Perhaps the one thing that might have indicated it wasn’t a homicide was his threat to kill himself. The issue being that she was only one who he ever voiced something like that to. No one believed her when she stated it. Why would they? All the physical evidence pointed to her being the murderer.
Less than a half hour had passed before the jury returned with their verdict—bad sign. That was probably the fastest part of this entire process so far. Ava had spent a year in jail as a pre-trial inmate until today when she finally had her trial. Now that she had, she wished that she hadn’t. As much as she wished to be angry that the jury found her guilty, she couldn’t blame them with all the evidence that was presented. The only person she was angry with was Logan because, deep down, she knew that this wasn’t a homicide. There was just no evidence to prove it.
Ava Evanson was 37 when she was convicted and sentenced to death for a crime she didn’t commit.
“It was your job to prove my innocence! It was your job to show that I was telling the truth!”
“I did my job. From where I’m standing, it looks like the right person is being incarcerated.”
16 years of exhausting every possible avenue to prove that she was actually innocent, all to no avail.

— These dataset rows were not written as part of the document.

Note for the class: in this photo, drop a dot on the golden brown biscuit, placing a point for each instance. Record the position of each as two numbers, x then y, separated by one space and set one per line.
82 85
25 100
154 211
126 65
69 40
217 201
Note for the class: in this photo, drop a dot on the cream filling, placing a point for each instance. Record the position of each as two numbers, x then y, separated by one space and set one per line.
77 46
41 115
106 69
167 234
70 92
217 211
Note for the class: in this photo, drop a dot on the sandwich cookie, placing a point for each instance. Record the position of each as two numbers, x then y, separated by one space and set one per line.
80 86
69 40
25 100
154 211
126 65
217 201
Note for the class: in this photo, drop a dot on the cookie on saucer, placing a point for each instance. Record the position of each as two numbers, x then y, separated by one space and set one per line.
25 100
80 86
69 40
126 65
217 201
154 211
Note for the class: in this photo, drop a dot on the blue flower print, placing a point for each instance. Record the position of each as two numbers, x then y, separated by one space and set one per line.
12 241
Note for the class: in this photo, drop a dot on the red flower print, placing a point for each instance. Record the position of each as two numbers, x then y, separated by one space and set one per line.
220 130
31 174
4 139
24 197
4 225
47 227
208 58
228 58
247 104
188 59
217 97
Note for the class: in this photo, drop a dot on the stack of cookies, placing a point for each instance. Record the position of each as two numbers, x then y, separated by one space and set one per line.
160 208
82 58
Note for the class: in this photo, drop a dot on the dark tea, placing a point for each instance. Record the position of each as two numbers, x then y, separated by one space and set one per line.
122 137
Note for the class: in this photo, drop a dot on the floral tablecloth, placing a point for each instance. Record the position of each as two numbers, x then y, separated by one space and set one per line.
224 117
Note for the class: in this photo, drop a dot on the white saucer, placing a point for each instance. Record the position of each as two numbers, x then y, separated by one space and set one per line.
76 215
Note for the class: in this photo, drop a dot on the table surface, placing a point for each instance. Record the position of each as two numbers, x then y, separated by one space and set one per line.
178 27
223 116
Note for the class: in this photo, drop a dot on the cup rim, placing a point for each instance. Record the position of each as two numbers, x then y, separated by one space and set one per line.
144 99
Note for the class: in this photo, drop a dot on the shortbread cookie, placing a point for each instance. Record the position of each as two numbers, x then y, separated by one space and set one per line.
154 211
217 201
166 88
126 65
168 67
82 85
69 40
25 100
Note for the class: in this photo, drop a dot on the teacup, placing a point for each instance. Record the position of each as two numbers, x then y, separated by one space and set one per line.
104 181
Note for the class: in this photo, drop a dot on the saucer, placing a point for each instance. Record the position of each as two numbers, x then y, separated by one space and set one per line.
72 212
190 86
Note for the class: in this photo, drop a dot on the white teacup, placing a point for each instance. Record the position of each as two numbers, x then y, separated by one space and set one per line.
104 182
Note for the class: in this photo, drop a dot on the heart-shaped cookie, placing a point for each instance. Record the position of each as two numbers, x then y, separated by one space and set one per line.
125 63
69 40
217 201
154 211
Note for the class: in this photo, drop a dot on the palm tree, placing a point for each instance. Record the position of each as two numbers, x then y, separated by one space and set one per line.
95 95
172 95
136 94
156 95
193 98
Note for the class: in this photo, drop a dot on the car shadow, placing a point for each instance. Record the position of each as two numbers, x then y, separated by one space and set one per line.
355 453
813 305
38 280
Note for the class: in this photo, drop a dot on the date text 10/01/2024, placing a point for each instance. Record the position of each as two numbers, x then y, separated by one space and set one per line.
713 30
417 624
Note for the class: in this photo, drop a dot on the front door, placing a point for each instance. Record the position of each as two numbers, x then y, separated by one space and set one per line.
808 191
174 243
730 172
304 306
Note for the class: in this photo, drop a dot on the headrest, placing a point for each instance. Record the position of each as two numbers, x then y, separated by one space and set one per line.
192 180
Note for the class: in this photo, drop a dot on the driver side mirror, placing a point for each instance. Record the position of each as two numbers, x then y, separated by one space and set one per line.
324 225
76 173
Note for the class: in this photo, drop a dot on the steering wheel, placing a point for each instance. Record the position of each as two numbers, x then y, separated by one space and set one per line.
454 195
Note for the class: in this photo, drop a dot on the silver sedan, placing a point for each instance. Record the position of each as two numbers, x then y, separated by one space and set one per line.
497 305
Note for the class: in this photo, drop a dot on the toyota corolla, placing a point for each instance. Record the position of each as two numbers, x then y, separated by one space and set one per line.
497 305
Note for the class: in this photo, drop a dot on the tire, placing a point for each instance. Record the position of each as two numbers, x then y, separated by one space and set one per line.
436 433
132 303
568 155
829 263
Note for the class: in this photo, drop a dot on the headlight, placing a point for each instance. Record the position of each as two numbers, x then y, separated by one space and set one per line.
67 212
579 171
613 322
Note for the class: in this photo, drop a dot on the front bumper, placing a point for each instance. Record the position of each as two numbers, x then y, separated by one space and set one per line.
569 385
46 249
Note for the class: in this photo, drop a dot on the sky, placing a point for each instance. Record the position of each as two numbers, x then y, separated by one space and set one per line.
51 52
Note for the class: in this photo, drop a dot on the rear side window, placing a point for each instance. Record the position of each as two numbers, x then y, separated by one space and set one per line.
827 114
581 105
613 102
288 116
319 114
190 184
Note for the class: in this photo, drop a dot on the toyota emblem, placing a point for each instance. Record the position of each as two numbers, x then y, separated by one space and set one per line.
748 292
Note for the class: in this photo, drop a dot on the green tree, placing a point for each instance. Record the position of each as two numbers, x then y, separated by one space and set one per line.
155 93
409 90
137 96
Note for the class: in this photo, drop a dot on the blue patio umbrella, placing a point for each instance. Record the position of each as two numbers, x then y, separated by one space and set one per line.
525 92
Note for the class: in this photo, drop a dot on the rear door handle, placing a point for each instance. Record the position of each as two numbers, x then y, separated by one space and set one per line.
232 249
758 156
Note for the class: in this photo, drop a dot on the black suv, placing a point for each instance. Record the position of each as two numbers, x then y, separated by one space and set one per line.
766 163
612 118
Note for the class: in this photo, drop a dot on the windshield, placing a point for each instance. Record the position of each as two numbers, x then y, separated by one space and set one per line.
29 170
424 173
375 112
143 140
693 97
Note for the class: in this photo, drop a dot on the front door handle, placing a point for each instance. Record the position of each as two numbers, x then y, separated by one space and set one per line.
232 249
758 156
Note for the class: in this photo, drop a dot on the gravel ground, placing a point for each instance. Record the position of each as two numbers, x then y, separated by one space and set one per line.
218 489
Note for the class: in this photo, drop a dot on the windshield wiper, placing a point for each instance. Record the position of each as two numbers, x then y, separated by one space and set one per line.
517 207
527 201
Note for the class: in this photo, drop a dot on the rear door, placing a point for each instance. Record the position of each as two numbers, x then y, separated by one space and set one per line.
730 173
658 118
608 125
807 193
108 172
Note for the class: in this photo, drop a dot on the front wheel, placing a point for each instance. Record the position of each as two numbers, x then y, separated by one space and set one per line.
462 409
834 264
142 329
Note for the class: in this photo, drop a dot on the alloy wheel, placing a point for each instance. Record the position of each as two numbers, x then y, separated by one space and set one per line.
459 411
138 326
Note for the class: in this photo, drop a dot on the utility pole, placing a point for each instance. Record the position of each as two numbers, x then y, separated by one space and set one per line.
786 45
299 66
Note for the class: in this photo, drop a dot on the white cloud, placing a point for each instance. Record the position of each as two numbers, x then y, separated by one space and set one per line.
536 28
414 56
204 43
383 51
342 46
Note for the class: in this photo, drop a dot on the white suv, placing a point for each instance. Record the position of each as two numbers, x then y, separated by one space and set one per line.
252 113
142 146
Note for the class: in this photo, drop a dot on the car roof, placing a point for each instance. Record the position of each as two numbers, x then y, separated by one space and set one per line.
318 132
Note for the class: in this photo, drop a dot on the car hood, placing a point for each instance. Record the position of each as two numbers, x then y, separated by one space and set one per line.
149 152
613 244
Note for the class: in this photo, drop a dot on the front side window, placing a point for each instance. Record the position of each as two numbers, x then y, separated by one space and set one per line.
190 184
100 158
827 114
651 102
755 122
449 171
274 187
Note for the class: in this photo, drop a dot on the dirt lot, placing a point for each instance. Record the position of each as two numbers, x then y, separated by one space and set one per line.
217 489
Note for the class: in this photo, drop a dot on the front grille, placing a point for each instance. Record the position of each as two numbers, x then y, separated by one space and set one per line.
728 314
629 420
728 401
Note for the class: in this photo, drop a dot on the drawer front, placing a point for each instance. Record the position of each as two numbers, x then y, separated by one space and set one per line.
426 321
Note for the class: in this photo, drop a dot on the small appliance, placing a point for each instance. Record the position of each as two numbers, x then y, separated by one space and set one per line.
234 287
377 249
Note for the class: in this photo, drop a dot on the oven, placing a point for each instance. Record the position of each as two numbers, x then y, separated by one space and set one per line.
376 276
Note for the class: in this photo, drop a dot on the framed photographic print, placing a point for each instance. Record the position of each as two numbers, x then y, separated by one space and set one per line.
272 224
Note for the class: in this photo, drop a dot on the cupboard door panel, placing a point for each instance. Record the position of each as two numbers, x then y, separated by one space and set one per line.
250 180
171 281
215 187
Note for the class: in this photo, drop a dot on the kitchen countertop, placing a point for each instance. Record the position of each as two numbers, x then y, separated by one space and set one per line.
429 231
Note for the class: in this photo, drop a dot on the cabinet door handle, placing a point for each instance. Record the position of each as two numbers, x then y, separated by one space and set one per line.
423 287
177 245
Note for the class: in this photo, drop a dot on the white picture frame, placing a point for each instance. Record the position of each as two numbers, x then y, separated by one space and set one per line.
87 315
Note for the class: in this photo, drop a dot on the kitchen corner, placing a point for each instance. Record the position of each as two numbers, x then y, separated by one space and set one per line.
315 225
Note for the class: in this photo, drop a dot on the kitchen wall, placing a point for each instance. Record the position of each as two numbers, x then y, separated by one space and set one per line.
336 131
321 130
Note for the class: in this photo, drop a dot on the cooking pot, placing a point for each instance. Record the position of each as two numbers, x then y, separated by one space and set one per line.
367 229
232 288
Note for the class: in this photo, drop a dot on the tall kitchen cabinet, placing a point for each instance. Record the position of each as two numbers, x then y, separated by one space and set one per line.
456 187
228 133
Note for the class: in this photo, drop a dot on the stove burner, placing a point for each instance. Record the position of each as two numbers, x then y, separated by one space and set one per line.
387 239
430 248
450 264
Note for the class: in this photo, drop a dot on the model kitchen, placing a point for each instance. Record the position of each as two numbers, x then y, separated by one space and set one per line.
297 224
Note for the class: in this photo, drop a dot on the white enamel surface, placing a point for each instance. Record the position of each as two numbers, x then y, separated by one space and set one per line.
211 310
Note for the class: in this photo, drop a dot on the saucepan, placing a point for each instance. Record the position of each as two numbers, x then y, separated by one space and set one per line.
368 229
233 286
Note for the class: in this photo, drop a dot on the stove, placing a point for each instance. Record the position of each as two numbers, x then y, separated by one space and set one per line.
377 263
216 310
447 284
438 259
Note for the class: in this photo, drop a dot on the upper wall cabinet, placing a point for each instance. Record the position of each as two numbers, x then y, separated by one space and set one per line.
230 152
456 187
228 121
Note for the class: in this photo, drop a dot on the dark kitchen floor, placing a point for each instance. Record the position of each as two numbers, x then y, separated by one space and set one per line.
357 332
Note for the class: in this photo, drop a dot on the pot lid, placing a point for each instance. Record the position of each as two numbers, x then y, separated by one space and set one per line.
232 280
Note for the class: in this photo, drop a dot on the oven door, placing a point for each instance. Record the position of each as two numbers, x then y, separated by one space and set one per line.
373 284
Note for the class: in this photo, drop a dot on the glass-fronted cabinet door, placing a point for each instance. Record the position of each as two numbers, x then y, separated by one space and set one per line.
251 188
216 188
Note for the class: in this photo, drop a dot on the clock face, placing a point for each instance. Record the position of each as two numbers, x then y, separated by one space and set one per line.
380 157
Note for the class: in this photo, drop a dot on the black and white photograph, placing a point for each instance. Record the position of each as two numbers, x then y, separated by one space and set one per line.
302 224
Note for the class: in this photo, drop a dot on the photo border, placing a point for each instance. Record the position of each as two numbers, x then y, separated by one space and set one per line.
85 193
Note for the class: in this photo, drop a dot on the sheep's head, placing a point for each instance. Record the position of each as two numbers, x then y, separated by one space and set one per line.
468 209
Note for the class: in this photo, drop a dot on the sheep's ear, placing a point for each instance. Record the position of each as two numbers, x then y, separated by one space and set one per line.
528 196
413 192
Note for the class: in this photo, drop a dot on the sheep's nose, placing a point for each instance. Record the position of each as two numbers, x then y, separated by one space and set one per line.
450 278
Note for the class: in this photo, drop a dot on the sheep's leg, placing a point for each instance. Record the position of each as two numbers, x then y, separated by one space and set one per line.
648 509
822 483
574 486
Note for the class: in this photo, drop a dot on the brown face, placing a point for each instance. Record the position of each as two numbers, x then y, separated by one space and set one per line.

16 years of going over every single detail of the trial, every shred of evidence, but turning up jack shit.
16 years of being tormented by the CO’s because they knew her husband, worked with him after he left the police force and clearly still respected him.
She didn’t have any more energy to be angry.
There were no tears left in her to shed.
Nothing. That was what she felt.
Ava had finally accepted that she was going to be executed for a suicide that had been staged to look like a homicide by the man she had been in love with for most of her life. Something that she could never prove, but something she never stopped believing to be true. Something she now knew to be true.
When the door to her cell opened, she didn’t move from her spot. She didn’t even react when the CO coldly stated, “It’s time.” Ava just stared blankly at the wall in front of her. She was eerily calm given the circumstances. Without a word, she got to her feet and tossed the white paper she had clutched in her hand down on the bed.
When she was close enough to the CO that would be taking her to her death, she spat in his face. A final act of defiance, she supposed. He barely reacted, as if he were expecting it. As if he was used to it. Not surprising if he was the one who led the inmates to their death. Or, perhaps, he expected it for an entirely different reason. The vindictive smirk that quirked his lips upwards as he put on her cuffs made it seem like a possibility.
After all, someone had to deliver that note. The note that was clearly written in Logan’s handwriting and confirmed everything she had always suspected.
If I can’t have you,
nobody can. See you
on the flip side. xo
How poetic now that a man who must have played a hand in her husband’s “homicide” was the one who prepared her for her execution. As he put the restraints around her, he bent his head down near her ear. His hot breath tickled her neck as he whispered something. Three little words. Three little words that sent a chill down her spine. Three little words that made all the color drain from her face. Three little words that stirred something inside of her that she hadn’t felt in a long time: rage.
It was a rage she could do nothing about because it was too late. Three little words changed everything in her final moments.
“He’s not dead.”
Ava Evanson was 53 when she was executed for a crime that never even occurred.